Speaking of geotagging, Jobo is making it less fiddly to add location information to your snaps with the photoGPS, a hotshoe-mounted accessory based on the Geotate system. This stores location information for around 1,000 locations in 128MB of onboard memory. It will cost about €159 (£125) from next month.

General Imaging, the General Electric brand of cameras, launched in the UK to much fanfare (okay, one Crave story), but so far you'll still struggle to find the little fellas on any shop shelves. That hasn't stopped GE punting out the E1055W and A1030, both packing a 28mm wide angle lens and a 5x optical zoom. The E1055W will cost an eye-openingly reasonable £120 and the A1030 a jaw-droppingly cheap £80.

While the other big names in the photography sphere went for headline-grabbing big announcements -- new formats, dSLRs or 3D technology -- Kodak stayed quiet. In fact, Kodak's been quiet for a while, and if it wasn't for the launch of the EasyShare Z1485 IS we'd be going round to knock on it's door to check if everything was alright, worried we'd find a stack of unread mail by the door and neighbours complaining of a strange smell. The Z1485 is a 14-megapixel snapper with 5x optical zoom and high-definition video.

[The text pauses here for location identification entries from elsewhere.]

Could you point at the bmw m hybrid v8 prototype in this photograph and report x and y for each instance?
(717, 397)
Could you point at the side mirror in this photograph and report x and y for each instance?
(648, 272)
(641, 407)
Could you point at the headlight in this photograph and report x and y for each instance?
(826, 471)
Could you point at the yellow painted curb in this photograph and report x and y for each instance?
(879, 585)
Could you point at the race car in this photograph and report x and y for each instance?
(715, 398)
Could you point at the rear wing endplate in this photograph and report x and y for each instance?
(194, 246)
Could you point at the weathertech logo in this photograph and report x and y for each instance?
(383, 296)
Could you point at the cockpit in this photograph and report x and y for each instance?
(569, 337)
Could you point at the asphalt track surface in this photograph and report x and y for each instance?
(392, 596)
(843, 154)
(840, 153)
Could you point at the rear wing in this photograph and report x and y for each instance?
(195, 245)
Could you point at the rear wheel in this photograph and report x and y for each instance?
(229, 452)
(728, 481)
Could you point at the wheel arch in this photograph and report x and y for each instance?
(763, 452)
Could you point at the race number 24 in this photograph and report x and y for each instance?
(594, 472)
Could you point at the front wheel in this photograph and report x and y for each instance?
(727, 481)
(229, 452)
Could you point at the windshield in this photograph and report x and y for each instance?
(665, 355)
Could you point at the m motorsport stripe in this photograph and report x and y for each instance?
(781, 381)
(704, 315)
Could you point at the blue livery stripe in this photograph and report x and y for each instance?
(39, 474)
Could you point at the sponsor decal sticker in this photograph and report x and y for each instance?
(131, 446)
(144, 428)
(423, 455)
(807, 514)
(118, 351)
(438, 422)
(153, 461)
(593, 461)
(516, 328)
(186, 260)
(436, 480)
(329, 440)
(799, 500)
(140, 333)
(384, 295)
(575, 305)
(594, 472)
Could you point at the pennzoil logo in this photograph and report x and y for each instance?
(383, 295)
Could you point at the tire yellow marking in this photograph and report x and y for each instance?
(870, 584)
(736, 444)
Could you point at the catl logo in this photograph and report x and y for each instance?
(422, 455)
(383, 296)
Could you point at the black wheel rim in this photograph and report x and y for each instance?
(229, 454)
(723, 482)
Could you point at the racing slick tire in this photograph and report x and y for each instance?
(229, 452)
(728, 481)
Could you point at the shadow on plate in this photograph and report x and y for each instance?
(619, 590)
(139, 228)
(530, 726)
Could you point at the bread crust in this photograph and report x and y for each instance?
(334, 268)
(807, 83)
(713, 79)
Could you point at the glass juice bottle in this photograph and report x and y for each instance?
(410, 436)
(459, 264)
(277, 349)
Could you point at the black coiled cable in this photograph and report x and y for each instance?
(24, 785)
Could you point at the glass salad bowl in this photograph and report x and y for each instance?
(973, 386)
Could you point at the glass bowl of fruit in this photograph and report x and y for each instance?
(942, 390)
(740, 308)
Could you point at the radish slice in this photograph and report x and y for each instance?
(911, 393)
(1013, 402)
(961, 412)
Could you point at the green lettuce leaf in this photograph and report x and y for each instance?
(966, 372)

With Quantum of Solace just around the corner, budding Bonds with an interest in the totally pointless may be tempted by the Minox DSC mini digital spy camera. Measuring 86 by 29 by 20mm, the 5-megapixel spy snapper saves hastily photographed secret dossiers to a microSD card and comes with a bolt-on flash that also includes a 38mm (1.5-inch) LCD.

Do we expect you to talk? No, Mr Bond, we expect you to buy.

Finally, if you thought 60 megapixels was a lot, try this bad boy on for size: the Seitz 6x17 Digital captures no less than 160 megapixels. The first digital 6x17 camera, it creates seamless digital panoramas without the need for stitching. The fastest exposure speed is 1/2000 second per pixel, which works out at one second for the entire 6x17 scan, even at full resolution. The class clown will have to seriously improve their 100m sprint time to show up at both ends of the school photograph when this bad boy is calling the shots.

And that's it from Photokina. See you in two years!